Is the use of a combination of a lytio-inducing agent and an antiviral prodrug appropriate for consideration in the clinical setting in view of the high doses of antiviral drug that may be required? The susceptibility of EBV-associated disease in vivo to the combination of an EBV-inducing agent and GCV has been reported (36; H. Oettle, F. Wilborn, C. A. Schmidt, and W. Siegert, Letter, Blood 82:2257–2258, 1993), supporting the hypothesis that EBV-associated malignancies can be targeted with an inducing agent in combination with a prodrug. Although the levels of GCV required for killing in combination with 5-azacytidine in vitro are higher than those achieved with standard doses of these drugs in vivo, those standard doses are based on regimens that involve chronic administration. 5-Azacytidine-induced EBV⁺ cells were sensitive to GCV when treated with concentrations of GCV at 25 to 50 μM for several days. Peak plasma concentrations of GCV can reach 30 to 40 μM after an intravenous dose of 5 mg of GCV/kg of body weight (12). The limiting toxicity associated with chronic GCV administration is myelotoxicity; neutropenia has been associated with peak plasma levels of GCV exceeding 30 to 50 μM in patients treated for cytomegalovirus pneumonia (44). GCV administered at very high doses in a short-term regimen, however, might be associated with tolerable myelotoxicity when used in combination with myeloid growth factors. Alternative cancer therapies are consistently associated with neutropenia. With regard to PCV (active metabolite of the parent compound famciclovir), no dose-limiting toxicity has been defined in any regimen and substantially higher plasma levels might be achieved than are associated with current regimens.

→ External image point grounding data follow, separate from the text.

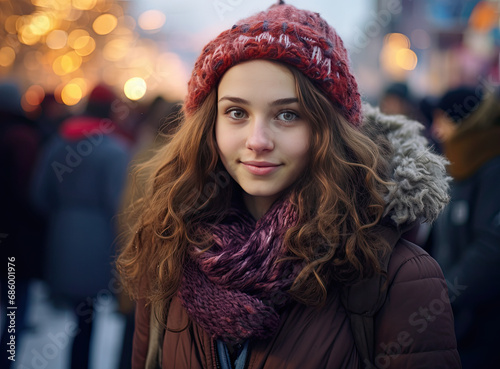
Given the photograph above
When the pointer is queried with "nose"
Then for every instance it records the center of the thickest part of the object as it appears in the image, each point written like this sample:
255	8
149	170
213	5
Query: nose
260	137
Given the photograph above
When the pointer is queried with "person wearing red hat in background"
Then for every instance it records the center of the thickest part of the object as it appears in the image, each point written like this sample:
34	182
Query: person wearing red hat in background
78	186
465	239
272	209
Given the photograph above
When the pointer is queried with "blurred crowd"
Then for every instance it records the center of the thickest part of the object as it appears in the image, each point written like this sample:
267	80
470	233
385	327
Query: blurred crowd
64	184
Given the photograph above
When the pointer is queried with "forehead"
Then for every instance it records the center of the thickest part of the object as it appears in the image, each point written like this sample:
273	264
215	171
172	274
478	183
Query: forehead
258	79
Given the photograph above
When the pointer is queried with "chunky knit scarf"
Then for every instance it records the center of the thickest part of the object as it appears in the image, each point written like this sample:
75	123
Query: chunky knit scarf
235	289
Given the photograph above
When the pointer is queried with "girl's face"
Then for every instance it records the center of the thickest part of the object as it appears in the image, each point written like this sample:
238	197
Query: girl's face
262	138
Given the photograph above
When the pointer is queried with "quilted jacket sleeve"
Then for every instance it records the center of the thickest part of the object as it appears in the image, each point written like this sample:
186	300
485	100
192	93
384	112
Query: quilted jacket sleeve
141	335
414	328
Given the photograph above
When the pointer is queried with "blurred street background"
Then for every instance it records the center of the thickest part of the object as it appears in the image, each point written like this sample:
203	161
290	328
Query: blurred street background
55	52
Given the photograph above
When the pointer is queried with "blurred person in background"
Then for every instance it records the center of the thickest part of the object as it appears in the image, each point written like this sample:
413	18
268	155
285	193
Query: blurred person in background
78	185
398	99
51	116
21	227
466	237
153	131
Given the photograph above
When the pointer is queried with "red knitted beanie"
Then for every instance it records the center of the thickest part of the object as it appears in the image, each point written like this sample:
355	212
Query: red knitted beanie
283	33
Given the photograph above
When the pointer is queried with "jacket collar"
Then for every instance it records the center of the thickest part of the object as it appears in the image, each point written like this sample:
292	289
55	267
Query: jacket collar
420	185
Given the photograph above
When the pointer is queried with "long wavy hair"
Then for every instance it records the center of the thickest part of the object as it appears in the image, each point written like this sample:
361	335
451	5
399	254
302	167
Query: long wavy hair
339	201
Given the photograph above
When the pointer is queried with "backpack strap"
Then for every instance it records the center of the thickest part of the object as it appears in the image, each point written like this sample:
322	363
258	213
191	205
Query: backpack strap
363	300
155	344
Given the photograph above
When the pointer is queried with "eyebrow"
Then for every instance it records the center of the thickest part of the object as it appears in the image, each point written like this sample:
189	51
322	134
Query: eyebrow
279	102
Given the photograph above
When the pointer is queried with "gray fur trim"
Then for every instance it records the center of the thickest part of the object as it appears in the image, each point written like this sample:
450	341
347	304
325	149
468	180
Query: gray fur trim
421	184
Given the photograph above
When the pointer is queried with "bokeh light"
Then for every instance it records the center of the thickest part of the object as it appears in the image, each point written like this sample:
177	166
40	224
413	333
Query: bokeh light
135	88
75	35
84	4
151	20
406	59
105	24
7	56
71	94
84	45
67	63
57	39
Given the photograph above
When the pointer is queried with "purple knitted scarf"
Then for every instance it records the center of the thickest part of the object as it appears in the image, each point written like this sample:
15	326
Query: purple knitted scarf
234	289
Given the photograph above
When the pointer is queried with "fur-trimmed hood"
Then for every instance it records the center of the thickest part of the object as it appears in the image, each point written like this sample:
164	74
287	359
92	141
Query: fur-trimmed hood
420	182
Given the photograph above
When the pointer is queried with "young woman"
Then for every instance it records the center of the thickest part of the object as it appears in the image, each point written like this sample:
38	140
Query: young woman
276	196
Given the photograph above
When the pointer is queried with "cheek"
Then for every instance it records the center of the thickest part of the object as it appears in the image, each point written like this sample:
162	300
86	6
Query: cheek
224	142
298	148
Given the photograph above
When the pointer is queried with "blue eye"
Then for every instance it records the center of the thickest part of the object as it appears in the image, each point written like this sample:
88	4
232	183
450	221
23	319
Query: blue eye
287	116
236	114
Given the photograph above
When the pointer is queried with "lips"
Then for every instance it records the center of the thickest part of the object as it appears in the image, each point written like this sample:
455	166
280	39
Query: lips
260	168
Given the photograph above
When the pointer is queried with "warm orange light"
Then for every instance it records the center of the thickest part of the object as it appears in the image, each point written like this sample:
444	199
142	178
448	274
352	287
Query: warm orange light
75	35
40	24
57	39
10	24
27	36
84	45
105	24
151	20
84	4
67	63
80	82
406	59
484	16
7	56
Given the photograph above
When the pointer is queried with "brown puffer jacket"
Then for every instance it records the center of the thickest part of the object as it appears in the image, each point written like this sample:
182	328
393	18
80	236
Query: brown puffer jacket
413	327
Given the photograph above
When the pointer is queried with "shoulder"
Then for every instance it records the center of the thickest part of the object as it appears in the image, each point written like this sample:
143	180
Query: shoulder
414	327
410	262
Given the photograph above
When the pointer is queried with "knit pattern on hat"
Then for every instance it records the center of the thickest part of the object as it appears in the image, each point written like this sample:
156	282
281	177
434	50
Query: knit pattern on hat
286	34
234	289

A variety of lytic inducers have been studied in the laboratory. These include phorbol esters, anti-immunoglobulin antibodies, butyrate, and DNA methyltransferase inhibitors (3, 30, 50, 56). For the studies described here, we chose to study a DNA methyltransferase inhibitor because there is a large amount of clinical experience with this agent in other settings (7, 9, 29). 5-Azacytidine has been used clinically in the treatment of leukemia, myelodysplasia, and hemoglobinopathies for more than two decades at doses that achieve concentration ranges similar to the concentrations studied. In a recent clinical trial, 5-azacytidine administered at a dose of 75 mg/m² per day for 5 to 7 days was associated with demethylation of EBV genomes in an EBV⁺ AIDS lymphoma and in nasopharyngeal carcinoma as assessed by biopsy within 72 h after treatment (Ambinder, unpublished data). This suggests that administration of agents that impact on patterns of gene expression in vitro may also impact on viral gene regulation in vivo.

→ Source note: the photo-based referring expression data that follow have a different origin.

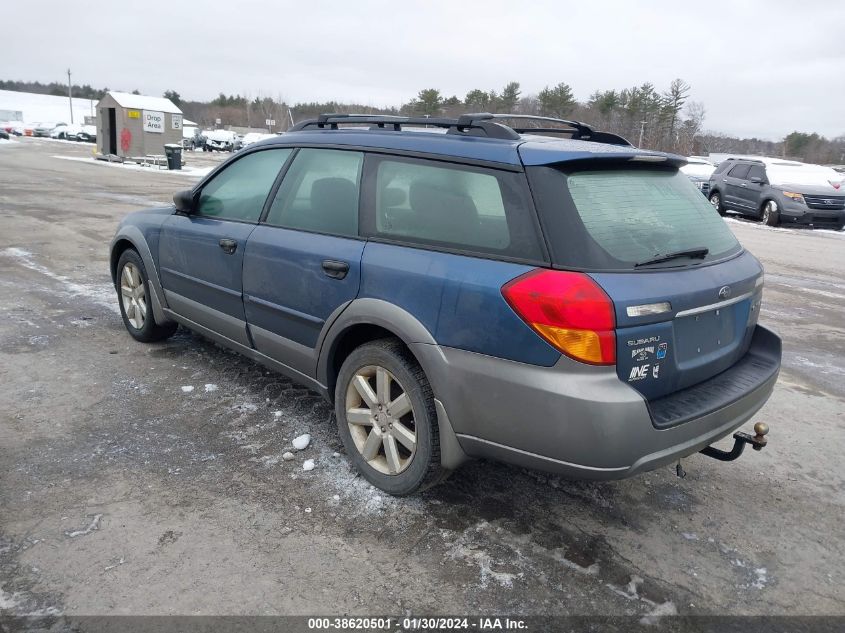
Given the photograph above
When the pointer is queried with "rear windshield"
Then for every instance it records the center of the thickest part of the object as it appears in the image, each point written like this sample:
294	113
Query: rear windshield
611	219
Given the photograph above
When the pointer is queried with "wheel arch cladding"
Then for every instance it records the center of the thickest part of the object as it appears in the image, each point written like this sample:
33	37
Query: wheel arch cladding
362	321
132	237
121	245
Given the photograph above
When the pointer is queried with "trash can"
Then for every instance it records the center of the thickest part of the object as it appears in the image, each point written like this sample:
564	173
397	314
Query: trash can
174	155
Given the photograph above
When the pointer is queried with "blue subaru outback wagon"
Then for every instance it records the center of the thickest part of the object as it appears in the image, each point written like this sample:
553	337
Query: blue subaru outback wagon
547	296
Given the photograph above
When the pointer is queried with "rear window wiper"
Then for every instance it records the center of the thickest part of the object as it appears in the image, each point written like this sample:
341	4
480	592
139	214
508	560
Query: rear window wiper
695	253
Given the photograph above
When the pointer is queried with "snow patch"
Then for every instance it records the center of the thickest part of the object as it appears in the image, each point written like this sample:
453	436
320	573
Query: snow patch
103	295
652	618
92	527
762	578
190	172
301	443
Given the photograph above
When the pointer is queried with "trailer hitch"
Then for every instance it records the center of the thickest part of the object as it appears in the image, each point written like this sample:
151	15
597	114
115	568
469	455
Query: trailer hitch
758	442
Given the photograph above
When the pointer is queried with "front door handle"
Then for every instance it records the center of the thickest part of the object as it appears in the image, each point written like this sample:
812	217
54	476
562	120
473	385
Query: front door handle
229	246
335	269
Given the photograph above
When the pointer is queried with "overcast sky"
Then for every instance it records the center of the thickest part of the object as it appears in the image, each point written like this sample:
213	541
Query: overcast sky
761	68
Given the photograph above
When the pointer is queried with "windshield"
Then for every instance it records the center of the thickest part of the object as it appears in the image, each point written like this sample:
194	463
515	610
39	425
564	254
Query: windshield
628	216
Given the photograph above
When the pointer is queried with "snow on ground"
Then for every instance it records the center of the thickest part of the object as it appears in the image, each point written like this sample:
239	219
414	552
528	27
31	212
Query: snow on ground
46	108
785	229
192	172
103	295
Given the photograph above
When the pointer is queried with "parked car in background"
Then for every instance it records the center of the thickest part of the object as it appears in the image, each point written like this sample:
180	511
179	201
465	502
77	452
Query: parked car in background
699	170
778	191
43	129
13	127
192	137
220	141
433	287
65	132
88	134
254	137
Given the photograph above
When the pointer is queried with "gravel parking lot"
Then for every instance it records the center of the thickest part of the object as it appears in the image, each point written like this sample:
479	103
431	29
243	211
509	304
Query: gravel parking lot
149	478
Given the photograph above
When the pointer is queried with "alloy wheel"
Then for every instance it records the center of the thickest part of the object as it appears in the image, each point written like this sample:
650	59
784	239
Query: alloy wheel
381	420
133	295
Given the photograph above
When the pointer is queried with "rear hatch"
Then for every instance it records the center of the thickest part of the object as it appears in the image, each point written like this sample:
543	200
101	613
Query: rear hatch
686	296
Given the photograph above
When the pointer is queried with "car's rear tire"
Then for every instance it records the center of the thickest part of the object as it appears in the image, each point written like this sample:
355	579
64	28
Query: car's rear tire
770	215
716	201
133	292
386	418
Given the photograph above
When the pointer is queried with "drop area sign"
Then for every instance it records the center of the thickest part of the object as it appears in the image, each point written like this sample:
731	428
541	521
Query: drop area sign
153	121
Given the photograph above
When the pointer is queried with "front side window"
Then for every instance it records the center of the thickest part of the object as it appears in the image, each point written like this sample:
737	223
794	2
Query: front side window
757	171
739	171
451	206
320	193
241	189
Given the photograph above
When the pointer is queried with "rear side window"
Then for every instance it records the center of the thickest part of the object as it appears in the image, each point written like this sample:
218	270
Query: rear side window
757	171
454	207
320	193
612	219
739	171
240	190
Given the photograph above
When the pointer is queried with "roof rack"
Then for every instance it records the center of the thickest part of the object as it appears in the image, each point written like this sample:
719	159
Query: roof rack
475	124
576	129
486	128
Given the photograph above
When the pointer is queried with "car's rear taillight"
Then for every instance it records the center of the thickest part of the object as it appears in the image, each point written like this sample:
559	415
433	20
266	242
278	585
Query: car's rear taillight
569	310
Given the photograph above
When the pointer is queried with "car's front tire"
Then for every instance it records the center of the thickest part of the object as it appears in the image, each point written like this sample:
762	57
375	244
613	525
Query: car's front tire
716	201
386	418
133	292
771	214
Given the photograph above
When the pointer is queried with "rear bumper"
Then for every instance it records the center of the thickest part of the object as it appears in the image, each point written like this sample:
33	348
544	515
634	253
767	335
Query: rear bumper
574	419
792	213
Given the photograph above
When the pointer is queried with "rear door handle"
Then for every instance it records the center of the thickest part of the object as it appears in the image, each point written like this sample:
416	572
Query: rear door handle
229	246
335	269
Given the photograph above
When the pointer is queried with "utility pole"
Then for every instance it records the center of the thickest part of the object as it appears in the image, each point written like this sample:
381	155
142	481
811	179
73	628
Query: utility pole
70	95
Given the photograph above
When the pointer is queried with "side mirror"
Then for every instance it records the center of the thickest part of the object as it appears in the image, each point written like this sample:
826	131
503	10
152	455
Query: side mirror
184	201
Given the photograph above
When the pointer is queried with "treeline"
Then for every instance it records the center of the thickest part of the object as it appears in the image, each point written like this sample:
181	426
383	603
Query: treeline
662	119
54	88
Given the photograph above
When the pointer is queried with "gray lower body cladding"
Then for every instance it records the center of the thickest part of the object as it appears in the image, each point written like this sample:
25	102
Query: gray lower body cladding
574	419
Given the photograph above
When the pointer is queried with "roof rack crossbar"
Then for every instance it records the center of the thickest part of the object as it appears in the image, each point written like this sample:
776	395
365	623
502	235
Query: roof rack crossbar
584	131
381	121
475	124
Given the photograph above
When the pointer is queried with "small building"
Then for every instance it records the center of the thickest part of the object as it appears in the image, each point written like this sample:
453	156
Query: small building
130	125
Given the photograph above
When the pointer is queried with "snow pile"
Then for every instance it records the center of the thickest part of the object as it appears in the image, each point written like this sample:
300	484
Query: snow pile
301	443
37	108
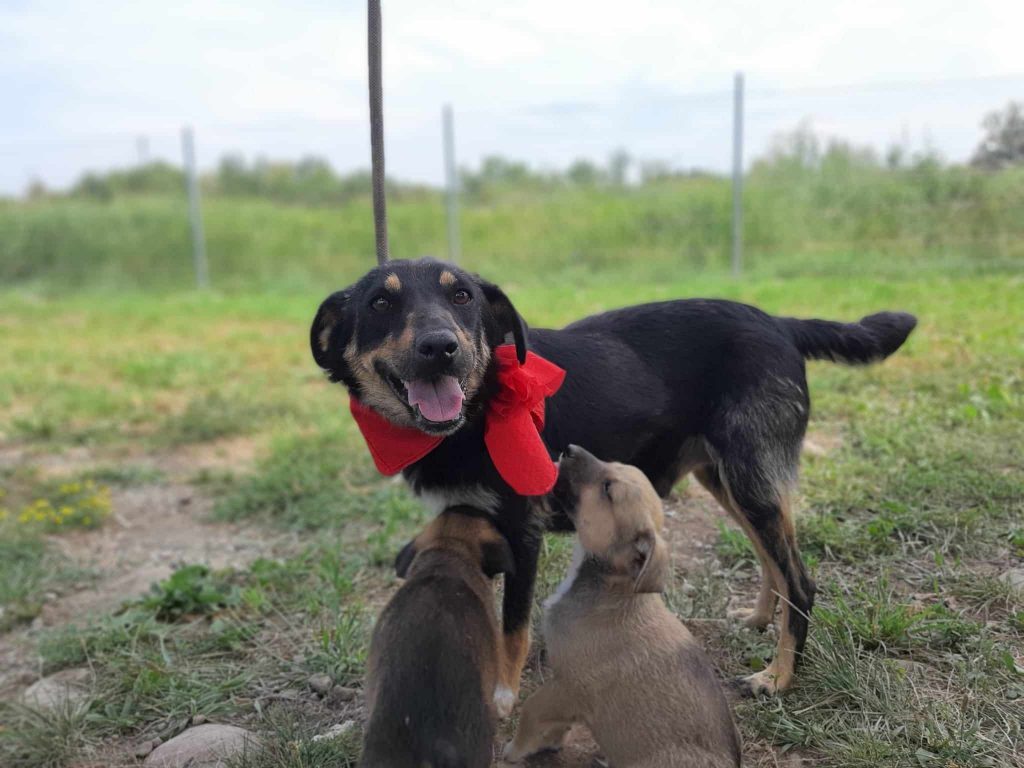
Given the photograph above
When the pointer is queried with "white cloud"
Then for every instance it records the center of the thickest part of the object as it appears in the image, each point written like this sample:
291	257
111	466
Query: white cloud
81	80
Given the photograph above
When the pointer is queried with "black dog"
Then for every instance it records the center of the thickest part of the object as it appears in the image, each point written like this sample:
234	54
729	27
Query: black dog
714	387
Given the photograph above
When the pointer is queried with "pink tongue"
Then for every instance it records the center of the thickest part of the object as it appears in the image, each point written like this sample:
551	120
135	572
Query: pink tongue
438	400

To implement this therapy in vivo, a large percentage of EBV⁺ tumor cells need to be induced. As shown in Fig. 1, approximately 60% of Rael cells were induced by 5-azacytidine (25 μM) to express the immediate early lytic protein Zta. The ability of 5-azacytidine to induce lytic EBV infection is not limited to one particular cell line. The Burkitt's-derived Akata cell line and the nasopharyngeal carcinoma C666 cell line also show lytic activation following treatment with this agent (unpublished data). Greater levels of induction are likely to be required in order to target tumors. Other inducing agents or a combination of inducing agents, such as the combination of a methyltransferase inhibitor and a histone deacetylase inhibitor, may be able to induce levels of EBV TK closer to 100%. Further investigation to optimize induction strategies for specific EBV-associated tumors is underway.

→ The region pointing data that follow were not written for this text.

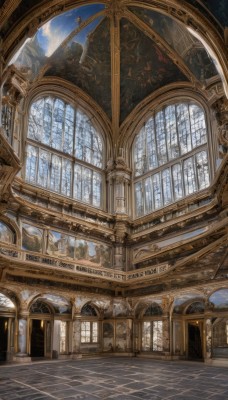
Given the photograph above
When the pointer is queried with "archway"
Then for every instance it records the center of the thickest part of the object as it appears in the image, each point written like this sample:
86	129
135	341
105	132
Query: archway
7	314
39	327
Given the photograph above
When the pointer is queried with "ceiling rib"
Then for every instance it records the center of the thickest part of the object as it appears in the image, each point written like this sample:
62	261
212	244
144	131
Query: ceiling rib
67	39
172	54
114	13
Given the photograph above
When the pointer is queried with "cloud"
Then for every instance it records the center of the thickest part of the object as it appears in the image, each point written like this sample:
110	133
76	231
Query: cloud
53	37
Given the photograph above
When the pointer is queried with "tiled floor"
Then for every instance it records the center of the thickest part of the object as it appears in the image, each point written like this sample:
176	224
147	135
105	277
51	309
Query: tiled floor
113	378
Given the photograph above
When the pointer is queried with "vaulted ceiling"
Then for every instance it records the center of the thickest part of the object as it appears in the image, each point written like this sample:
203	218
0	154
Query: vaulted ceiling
118	52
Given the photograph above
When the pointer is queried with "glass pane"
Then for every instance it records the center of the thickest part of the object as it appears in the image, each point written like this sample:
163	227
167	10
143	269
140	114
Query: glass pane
66	177
138	199
198	125
156	182
47	120
97	185
86	185
32	238
97	151
31	164
148	195
166	185
177	181
140	153
55	179
183	127
79	135
43	169
87	150
189	176
171	132
77	182
58	124
68	130
202	170
89	146
35	127
151	145
6	234
161	138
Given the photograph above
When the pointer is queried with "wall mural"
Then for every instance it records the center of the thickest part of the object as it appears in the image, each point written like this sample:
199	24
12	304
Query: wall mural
152	68
186	45
86	251
149	250
60	304
32	238
6	234
63	245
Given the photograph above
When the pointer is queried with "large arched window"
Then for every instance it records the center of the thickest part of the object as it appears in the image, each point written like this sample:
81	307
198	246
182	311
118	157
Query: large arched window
64	151
170	157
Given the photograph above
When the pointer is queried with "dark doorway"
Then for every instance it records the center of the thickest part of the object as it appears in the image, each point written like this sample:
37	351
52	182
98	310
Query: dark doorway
3	337
194	342
37	338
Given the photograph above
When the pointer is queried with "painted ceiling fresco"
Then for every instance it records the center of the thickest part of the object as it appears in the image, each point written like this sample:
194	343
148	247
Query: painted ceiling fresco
144	67
213	9
84	59
185	44
76	46
219	299
86	62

The principle that EBV-infected cells can be selectively killed by the combination of an inducer of lytic cycle viral gene expression with an antiviral nucleoside analogue merits further evaluation. In contrast to gene therapy approaches for treating EBV⁺ tumors, the approach we suggest eliminates the requirement for the introduction of foreign genes. The demonstration that the EBV TK and PT can be pharmacologically induced in EBV⁺ tumor cells and that these induced cells are sensitive to antiviral nucleoside analogues suggests a pharmacologic approach which specifically targets EBV-associated tumor cells.